DUNQUE: perché diamine non lo avete amato, voi maledetti ingrati? La sentenza di Francesco Gaetano Caltagirone, editore del Messaggero e autore di un corsivo in prima pagina rappresenta l’ennesimo chiodo sulla bara del fu giornale progressista della capitale. «Era il mio principale concorrente nella costruzione di interi quartieri – ricorda con nostalgia il cementificatore – lui operava a Milano, io a Roma». Poi manda un messaggio a quelli che si sono permessi di opporsi a Berlusconi: «Rimarrà nei libri di scuola – sentenzia Caltagirone – Pochi di quelli che lo hanno attaccato ci rimarranno». Ci sono paginate di necrologi, genere letterario a sé stante. Ricompare Cesare Previti, non pervenuta Veronica Lario, c’è la prima moglie Carla Elvira Dall’Oglio. Fanno capolino, proprio tra i francobolli mortuari, alcune agenzie di rating ma non c’è Standard & Poor’s che nel 2011 declassò l’Italia fornendo ulteriori argomenti alla fine dell’ultimo governo berlusconiano.

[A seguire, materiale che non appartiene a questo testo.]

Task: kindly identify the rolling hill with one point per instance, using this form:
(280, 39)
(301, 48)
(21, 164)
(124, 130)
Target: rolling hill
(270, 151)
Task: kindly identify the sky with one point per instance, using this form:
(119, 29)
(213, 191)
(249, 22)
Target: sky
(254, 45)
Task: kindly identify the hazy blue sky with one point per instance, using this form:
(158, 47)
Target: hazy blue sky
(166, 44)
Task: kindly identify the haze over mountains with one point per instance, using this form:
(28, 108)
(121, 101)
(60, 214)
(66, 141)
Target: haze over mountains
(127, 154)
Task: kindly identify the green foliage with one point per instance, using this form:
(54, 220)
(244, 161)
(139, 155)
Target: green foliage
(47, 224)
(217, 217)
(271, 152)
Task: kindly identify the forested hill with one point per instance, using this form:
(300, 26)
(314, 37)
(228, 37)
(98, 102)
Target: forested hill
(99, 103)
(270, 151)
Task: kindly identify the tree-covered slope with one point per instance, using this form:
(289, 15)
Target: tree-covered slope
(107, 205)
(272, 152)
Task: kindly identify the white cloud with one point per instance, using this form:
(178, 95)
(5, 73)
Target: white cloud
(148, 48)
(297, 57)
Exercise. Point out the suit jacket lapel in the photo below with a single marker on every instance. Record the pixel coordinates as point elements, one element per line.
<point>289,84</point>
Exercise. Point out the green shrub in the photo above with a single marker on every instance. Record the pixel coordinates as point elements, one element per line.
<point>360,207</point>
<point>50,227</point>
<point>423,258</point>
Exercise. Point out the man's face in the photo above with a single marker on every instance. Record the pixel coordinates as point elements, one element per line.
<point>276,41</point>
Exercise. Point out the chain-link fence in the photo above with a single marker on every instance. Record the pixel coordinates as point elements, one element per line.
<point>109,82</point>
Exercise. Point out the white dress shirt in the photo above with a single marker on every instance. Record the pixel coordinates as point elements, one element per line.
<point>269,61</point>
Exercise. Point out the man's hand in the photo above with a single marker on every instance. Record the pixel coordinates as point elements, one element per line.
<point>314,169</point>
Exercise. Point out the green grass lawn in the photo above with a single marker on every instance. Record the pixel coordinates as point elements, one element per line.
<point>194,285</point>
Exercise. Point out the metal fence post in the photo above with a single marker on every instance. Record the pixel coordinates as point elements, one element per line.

PAOLO BRICCO scrive correttamente sul Sole24Ore che Berlusconi è stato un «imprenditore nuovo» perché «non produce beni, non trasforma materie prime, non fa funzionare una fabbrica e non manipola denaro, ma crea invece stili di vita e orienta i comportamenti, ricavandone denaro». In questo impatto tra creazione di valore e forme di vita, capitalismo e affetti, l’imprenditore di nuovo tipo ha inseguito il sogno di un paese unito, senza lotte e antagonismi, al suo fianco in una dedizione totale. Avvenire, uno dei pochi giornali a scrivere chiaramente che Berlusconi è stato tutt’altro che ecumenico ma «divisivo», riassume la sua figura drammatica pubblicando un colloquio avvenuto ormai qualche anno fa con Arturo Celletti. Descrive un uomo pronto ad abbandonare a Milano per rientrare nelle lussuose ma solitarie dimore brianzole. Un leader affranto nella penombra di un salone affrescato, incapace di accettare quello che è stato: «L’Italia non mi ha capito».